We plan our waterdog survey trips to coincide with the species natural biology. Therefore, we have maximum opportunity to capture and collect data from adult individuals. Over the past three years, we have surveyed for the Black Warrior Waterdog in NW Alabama during late January. However, prior to our trip this year, heavy rain moved into the projected survey sites and we had to change our plans. We still needed to survey for waterdogs in 3 eastern Alabama drainages: Coosa, Alabama and Tallapoosa. Unfortunately, the water had not lowered in these drainages, which made our chances of finding any waterdogs extremely difficult. In scouting out spots to search for waterdogs and by talking to local residents about the area, we feel prepared to attempt another trip in the near future when water levels are lower.
The second part of our trip took us to the state of Georgia and two river drainages: Flint and Ochlocknee. While we didn’t have much luck at the cited locality in the Flint Drainage, we headed down the road to where a tributary of the Flint crossed. The water was a few feet higher than normal. The good news was there were large leaf packs along the bank. About 2 minutes into the dip-netting process we started finding waterdogs! After a lot of driving in the previous days, it was a relief to make progress. We also checked multiple sites in the Ochlocknee River Drainage and despite working until the sun set, we didn’t find any more waterdogs. However, the creeks we went to looked promising. This part of Georgia had not yet received much rain.
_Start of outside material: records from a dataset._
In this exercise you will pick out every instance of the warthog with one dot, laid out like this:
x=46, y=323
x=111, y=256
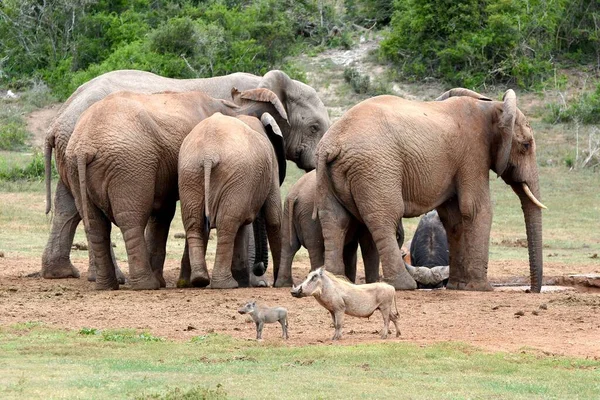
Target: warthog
x=265, y=315
x=340, y=297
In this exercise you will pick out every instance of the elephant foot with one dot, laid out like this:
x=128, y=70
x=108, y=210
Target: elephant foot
x=146, y=283
x=480, y=285
x=284, y=281
x=161, y=279
x=258, y=281
x=183, y=283
x=403, y=281
x=107, y=284
x=92, y=274
x=223, y=283
x=59, y=270
x=200, y=278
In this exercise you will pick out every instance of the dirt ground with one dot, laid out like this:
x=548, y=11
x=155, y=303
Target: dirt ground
x=562, y=323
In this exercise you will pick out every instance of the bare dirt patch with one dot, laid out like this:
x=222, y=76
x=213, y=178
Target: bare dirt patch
x=554, y=323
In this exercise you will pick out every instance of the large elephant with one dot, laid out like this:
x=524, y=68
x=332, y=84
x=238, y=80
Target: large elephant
x=229, y=170
x=121, y=166
x=298, y=228
x=388, y=158
x=308, y=122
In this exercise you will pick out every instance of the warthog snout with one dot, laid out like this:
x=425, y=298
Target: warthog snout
x=297, y=291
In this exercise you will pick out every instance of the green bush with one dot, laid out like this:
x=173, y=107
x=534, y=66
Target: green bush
x=477, y=42
x=362, y=84
x=13, y=136
x=584, y=109
x=33, y=171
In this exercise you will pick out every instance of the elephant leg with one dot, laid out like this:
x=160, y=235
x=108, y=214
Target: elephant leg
x=349, y=255
x=290, y=244
x=156, y=235
x=451, y=218
x=272, y=213
x=196, y=242
x=335, y=222
x=185, y=270
x=92, y=266
x=222, y=278
x=316, y=254
x=100, y=244
x=477, y=223
x=240, y=266
x=56, y=261
x=369, y=255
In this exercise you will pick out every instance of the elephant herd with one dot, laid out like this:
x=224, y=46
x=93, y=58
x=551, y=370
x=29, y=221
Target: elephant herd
x=129, y=144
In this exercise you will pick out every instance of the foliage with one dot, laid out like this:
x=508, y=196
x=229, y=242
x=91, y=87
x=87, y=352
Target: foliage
x=13, y=135
x=478, y=42
x=584, y=109
x=33, y=171
x=362, y=84
x=68, y=42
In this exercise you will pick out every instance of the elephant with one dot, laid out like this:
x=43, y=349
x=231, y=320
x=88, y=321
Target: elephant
x=429, y=246
x=229, y=170
x=308, y=122
x=300, y=229
x=388, y=158
x=121, y=166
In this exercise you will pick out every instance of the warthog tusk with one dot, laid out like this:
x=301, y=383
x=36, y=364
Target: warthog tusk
x=532, y=197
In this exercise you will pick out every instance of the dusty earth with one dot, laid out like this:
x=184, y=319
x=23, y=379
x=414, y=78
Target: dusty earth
x=562, y=323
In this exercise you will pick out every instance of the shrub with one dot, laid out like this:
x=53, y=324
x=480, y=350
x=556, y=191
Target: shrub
x=13, y=136
x=33, y=171
x=478, y=42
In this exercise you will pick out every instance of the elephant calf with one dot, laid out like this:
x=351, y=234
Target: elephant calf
x=229, y=171
x=298, y=228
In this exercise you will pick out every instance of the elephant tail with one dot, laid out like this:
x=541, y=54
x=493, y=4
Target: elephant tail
x=48, y=171
x=81, y=170
x=291, y=201
x=321, y=181
x=208, y=164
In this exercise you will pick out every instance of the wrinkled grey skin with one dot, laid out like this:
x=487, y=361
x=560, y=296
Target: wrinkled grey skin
x=228, y=172
x=340, y=297
x=308, y=118
x=266, y=315
x=298, y=228
x=367, y=170
x=429, y=248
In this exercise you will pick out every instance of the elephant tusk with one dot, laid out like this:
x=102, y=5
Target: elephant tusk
x=532, y=197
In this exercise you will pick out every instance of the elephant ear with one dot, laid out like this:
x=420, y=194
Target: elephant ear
x=275, y=136
x=462, y=92
x=261, y=95
x=506, y=128
x=277, y=82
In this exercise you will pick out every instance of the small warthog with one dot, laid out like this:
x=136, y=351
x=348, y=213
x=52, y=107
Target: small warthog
x=265, y=315
x=340, y=297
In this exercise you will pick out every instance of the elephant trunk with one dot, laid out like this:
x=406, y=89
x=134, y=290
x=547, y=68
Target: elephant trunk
x=533, y=225
x=261, y=250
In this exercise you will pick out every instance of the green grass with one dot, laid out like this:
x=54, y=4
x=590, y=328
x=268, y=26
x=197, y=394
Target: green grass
x=39, y=362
The good news is we can pick this drainage up in Florida when we go later in the year.
February 20, 2012 43 Comments
On December 13, 2011, we conducted the Black Warrior Waterdog survey. The river was packed with leaves, which is a good sign. In the first leaf pack we netted there was a small larval waterdog. That was good news! This means that from our surveys last year, the adults in this population are successfully breeding. We found a few other salamanders that are sympatric with N. alabamensis; the Northern Red Salamander (Pseudotriton ruber ruber), Spring Salamander (Gyrinophilus sp.), and Two-lined Salamanders (Eurycea cirrigera).
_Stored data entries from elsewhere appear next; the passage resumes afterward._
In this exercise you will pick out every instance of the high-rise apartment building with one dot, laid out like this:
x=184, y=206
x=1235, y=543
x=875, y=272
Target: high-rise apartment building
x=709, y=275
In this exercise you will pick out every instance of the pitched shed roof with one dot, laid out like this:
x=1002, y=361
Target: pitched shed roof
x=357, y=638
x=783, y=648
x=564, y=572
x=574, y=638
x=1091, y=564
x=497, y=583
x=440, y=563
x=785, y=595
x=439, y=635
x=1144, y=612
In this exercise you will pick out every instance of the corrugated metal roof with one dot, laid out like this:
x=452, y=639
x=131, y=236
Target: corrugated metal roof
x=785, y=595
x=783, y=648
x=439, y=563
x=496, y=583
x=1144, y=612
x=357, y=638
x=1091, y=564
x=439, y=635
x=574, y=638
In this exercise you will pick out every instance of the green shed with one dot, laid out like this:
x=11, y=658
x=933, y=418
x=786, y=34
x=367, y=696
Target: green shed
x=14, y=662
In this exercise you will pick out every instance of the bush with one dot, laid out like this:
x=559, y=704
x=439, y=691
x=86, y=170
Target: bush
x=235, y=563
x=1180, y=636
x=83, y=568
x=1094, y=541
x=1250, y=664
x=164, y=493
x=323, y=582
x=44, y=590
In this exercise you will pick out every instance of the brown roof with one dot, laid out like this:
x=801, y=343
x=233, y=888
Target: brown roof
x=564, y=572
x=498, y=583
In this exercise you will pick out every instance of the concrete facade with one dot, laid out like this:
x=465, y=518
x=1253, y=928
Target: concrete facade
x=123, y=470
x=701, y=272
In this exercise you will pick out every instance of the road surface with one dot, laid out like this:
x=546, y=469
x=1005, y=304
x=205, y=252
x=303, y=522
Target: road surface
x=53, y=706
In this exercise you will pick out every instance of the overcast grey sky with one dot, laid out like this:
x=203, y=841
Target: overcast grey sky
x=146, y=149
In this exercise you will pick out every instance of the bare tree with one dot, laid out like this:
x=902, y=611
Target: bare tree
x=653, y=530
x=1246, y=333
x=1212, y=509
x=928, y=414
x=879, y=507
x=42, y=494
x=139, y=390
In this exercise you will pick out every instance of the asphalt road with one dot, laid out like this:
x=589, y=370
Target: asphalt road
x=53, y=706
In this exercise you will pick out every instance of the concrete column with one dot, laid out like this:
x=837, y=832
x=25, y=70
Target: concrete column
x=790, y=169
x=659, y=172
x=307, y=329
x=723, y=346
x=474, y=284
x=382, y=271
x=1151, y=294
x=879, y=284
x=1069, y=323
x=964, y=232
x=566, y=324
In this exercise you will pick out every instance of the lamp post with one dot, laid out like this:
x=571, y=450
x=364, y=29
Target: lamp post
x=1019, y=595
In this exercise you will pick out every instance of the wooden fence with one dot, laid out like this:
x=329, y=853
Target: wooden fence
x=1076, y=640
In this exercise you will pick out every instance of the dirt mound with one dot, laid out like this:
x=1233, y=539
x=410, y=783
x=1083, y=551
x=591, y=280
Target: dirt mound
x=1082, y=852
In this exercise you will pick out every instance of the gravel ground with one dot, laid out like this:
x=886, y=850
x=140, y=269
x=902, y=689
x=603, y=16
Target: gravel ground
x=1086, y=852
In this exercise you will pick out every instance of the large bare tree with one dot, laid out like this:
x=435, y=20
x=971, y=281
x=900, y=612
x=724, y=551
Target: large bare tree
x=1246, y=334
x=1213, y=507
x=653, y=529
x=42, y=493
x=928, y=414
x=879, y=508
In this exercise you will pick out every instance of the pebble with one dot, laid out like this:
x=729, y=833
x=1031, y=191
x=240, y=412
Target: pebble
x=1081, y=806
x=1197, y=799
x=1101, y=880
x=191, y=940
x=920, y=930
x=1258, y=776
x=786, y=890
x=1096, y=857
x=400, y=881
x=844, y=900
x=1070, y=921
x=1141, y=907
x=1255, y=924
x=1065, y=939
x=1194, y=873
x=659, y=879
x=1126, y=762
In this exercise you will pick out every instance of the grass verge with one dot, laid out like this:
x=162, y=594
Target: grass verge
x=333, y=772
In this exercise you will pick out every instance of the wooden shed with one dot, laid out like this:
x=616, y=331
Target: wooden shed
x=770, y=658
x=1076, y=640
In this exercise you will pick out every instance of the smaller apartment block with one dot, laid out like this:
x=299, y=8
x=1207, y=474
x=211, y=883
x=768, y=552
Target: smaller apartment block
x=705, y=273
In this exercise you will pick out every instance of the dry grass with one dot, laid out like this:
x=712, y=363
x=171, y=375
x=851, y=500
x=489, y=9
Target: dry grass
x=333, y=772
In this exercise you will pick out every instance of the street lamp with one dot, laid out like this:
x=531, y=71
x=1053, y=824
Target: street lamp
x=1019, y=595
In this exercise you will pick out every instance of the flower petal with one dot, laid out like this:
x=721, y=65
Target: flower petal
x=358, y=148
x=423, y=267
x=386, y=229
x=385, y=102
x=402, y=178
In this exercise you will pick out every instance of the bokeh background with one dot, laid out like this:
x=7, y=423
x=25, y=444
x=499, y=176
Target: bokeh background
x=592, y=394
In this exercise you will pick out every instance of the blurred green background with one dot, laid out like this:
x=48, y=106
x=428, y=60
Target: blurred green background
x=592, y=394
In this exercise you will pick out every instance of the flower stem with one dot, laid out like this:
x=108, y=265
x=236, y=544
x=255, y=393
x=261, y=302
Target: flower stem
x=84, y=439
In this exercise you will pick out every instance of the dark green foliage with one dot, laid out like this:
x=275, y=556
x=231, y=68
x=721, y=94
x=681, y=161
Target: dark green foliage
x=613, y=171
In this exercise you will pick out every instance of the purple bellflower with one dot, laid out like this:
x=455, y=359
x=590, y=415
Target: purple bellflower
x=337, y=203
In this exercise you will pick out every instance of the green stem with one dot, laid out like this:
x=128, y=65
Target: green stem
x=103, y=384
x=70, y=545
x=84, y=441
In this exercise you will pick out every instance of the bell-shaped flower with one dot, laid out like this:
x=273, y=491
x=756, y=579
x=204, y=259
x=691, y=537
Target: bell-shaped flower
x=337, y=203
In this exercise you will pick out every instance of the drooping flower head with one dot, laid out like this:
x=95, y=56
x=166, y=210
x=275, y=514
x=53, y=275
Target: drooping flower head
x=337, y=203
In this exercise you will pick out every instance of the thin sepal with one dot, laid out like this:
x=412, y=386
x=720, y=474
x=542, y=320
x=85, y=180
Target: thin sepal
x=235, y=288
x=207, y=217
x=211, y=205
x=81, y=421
We were almost a third of the way upstream and we were no longer finding waterdogs. The season seemed a little behind what we observed last year. It was warmer outside, even though the water temperature was still pretty cold. And, the leaf packs were still fresh – the leaves weren’t decomposed yet. In the past, we’ve noticed the waterdogs like to be near the shore line and in leaf packs that are more decomposed. We continued to push further upstream; farther than we’ve ever found waterdogs before.
Surprisingly we found two larvae. We found five total.